Аквариум - Виктор Суворов (Резун) 3 стр.


Когда десятый танк моей роты через пролом выходил, там уж регулировщики появились: форма черная, портупеи и шлемы белые. Эти порядок наведут. Эти знают, кого первым выпускать. Разведку – вот кого. В каждом полку есть особая разведрота с особой техникой, с особыми солдатами и офицерами. Но кроме нее в каждом мотострелковом и танковом батальоне полка подготовлено еще по одной роте, которые ни особой техники, ни особых солдат не имеют, но и они могут использоваться для ведения разведки.

Вот эти роты и нужно выпускать вперед. Нас, белые шлемы, выпускайте! Нам сейчас далеко вперед вырваться надо.

3

Смотришь на роты в дивизии или в полку – все они одинаковы для постороннего взгляда. Ан нет! В каждом батальоне первая рота и есть первая. Какие ни есть плохие солдаты в батальоне, а самых лучших из них комбат в первую роту собирает. И если нехватка офицеров, то свежее офицерское пополнение обязательно первой роте отдадут. Потому как первая рота по главной оси батальона всегда идет. Она первая с врагами лбами сшибается. А от завязки боя и его исход во многом зависит.

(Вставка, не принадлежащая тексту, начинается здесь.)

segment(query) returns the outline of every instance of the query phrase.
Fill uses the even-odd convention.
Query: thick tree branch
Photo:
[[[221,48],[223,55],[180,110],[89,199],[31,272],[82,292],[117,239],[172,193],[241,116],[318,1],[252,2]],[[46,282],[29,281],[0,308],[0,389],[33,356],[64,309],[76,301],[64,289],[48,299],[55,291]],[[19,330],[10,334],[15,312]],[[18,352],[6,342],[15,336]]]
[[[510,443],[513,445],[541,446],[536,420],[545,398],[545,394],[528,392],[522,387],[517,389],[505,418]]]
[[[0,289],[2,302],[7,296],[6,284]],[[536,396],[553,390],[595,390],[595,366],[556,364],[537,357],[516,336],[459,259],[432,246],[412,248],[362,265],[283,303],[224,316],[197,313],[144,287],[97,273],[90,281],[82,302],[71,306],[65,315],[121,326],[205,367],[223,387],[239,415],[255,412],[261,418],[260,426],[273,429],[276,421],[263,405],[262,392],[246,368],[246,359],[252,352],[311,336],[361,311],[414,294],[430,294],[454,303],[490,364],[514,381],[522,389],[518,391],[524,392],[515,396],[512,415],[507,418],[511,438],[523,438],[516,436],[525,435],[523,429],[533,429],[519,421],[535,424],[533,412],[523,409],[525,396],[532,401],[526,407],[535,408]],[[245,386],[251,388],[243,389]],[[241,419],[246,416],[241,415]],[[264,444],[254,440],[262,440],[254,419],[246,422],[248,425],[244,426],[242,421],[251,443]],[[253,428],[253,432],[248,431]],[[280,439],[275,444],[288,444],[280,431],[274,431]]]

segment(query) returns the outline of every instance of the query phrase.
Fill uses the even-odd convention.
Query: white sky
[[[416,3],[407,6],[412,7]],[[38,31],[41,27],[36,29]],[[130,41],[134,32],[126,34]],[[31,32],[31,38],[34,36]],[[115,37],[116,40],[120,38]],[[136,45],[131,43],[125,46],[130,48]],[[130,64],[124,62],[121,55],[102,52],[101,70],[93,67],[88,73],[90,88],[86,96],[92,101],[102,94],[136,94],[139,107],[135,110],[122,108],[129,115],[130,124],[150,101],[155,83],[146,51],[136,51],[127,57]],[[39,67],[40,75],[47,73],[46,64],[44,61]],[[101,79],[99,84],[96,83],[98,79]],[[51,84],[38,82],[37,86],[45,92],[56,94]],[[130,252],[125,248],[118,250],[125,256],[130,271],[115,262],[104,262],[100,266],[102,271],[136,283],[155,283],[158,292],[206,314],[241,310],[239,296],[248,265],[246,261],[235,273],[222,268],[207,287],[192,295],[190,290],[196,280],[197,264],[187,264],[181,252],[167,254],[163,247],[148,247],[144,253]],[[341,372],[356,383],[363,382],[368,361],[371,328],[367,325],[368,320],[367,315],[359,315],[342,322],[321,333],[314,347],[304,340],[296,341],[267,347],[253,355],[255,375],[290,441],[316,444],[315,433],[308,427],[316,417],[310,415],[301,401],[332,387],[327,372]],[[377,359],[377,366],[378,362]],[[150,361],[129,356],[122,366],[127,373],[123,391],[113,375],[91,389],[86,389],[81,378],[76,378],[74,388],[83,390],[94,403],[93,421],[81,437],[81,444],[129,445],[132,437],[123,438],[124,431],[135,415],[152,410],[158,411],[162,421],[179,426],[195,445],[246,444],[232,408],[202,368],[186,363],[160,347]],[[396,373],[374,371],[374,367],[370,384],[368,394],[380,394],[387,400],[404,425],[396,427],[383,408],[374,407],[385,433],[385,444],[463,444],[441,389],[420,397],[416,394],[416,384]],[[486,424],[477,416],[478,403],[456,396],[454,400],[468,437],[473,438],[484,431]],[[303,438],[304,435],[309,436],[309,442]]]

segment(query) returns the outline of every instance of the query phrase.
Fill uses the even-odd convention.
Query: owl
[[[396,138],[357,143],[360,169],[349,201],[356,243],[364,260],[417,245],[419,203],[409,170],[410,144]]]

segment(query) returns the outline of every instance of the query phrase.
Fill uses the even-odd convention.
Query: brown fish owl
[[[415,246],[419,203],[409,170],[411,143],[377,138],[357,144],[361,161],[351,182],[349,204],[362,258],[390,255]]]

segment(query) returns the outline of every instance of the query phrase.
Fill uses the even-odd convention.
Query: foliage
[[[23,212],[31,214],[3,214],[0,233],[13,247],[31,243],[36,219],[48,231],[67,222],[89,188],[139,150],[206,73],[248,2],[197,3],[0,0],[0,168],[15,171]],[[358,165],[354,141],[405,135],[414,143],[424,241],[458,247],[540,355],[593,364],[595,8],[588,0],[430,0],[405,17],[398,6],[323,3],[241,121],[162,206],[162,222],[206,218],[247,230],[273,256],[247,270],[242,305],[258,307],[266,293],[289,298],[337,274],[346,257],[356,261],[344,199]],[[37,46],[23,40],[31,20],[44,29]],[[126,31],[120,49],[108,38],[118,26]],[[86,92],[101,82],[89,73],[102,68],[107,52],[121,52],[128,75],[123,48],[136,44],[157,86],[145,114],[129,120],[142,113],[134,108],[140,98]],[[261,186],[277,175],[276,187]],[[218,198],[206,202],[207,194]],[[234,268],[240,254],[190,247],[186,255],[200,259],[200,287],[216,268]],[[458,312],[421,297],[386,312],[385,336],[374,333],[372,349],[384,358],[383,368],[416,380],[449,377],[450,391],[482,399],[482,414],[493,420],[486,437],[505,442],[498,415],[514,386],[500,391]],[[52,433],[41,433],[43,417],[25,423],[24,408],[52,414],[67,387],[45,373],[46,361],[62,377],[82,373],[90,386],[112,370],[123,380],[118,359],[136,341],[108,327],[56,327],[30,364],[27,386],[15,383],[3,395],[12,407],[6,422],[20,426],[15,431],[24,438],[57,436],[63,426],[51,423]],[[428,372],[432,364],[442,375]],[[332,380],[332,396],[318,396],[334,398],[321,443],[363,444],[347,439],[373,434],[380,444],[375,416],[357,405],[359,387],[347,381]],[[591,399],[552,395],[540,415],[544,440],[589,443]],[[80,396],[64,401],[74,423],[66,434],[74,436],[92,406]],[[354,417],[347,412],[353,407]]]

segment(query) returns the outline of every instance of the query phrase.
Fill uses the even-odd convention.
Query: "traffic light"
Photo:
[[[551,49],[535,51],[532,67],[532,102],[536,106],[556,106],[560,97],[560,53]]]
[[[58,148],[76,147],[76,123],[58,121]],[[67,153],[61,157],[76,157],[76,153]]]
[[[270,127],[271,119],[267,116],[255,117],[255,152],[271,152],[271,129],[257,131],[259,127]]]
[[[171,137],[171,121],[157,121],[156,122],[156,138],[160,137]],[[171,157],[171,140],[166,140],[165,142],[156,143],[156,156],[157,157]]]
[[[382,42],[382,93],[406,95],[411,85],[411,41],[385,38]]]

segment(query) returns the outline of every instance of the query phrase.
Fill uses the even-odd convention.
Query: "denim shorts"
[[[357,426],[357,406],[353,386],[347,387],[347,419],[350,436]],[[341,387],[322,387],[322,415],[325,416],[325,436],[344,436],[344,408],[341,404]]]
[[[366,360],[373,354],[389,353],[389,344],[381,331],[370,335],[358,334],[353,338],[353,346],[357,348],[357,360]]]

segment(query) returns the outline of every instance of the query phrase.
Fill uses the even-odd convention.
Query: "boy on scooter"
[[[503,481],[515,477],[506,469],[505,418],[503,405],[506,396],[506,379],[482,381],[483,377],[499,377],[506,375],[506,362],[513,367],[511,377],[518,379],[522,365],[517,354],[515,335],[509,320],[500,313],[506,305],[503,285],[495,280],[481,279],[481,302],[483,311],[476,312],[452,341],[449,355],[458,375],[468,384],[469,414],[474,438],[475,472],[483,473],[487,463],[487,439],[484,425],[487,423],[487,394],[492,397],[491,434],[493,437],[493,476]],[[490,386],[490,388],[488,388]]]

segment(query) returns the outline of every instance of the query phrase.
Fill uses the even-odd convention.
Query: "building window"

Вторая рота в любом батальоне – средняя. Офицеры во вторых ротах без особых отличий, вроде меня, и солдаты тоже. Зато каждая вторая рота имеет дополнительную разведывательную подготовку. У нее вроде как смежная профессия есть. Прежде всего она тоже боевая рота, но если потребуется, то она может вести разведку в интересах своего батальона, а может и в интересах полка работать, заменяя собой или дополняя особую полковую разведроту.

В Советской Армии 2400 мотострелковых и танковых батальонов. И в каждом из них третья рота – не только по номеру третья. В третьих ротах обычно служат те, кто ни в первые, ни во вторые роты не попал: совсем молодые, неопытные офицеры или перезрелые, бесперспективные. Солдат в третьих ротах всегда не хватает. Более того, на территории Союза третьи роты, в подавляющем большинстве, вообще солдат не имеют. Техника их боевая постоянно на консервации стоит. Война начнется – тысячи этих рот дополнят резервистами и быстро поднимут до уровня обычных боевых подразделений. В этой системе – глубокий смысл: добавить в дивизию резервистов в тысячу раз лучше, чем формировать новые дивизии целиком из резервистов.

Моя вторая танковая рота стремительно уходит вперед. На повороте я оглядываюсь и считаю танки. Пока скорость выдерживают все. Прямо за последним танком моей роты, высекая искры из бетона, не отставая, идет гусеничный бронетранспортер с белым флажком.

И у меня от сердца отлегло. Маленький белый флажок означает присутствие посредников. А их присутствие, в свою очередь, означает учения, но не войну. Значит, поживем еще.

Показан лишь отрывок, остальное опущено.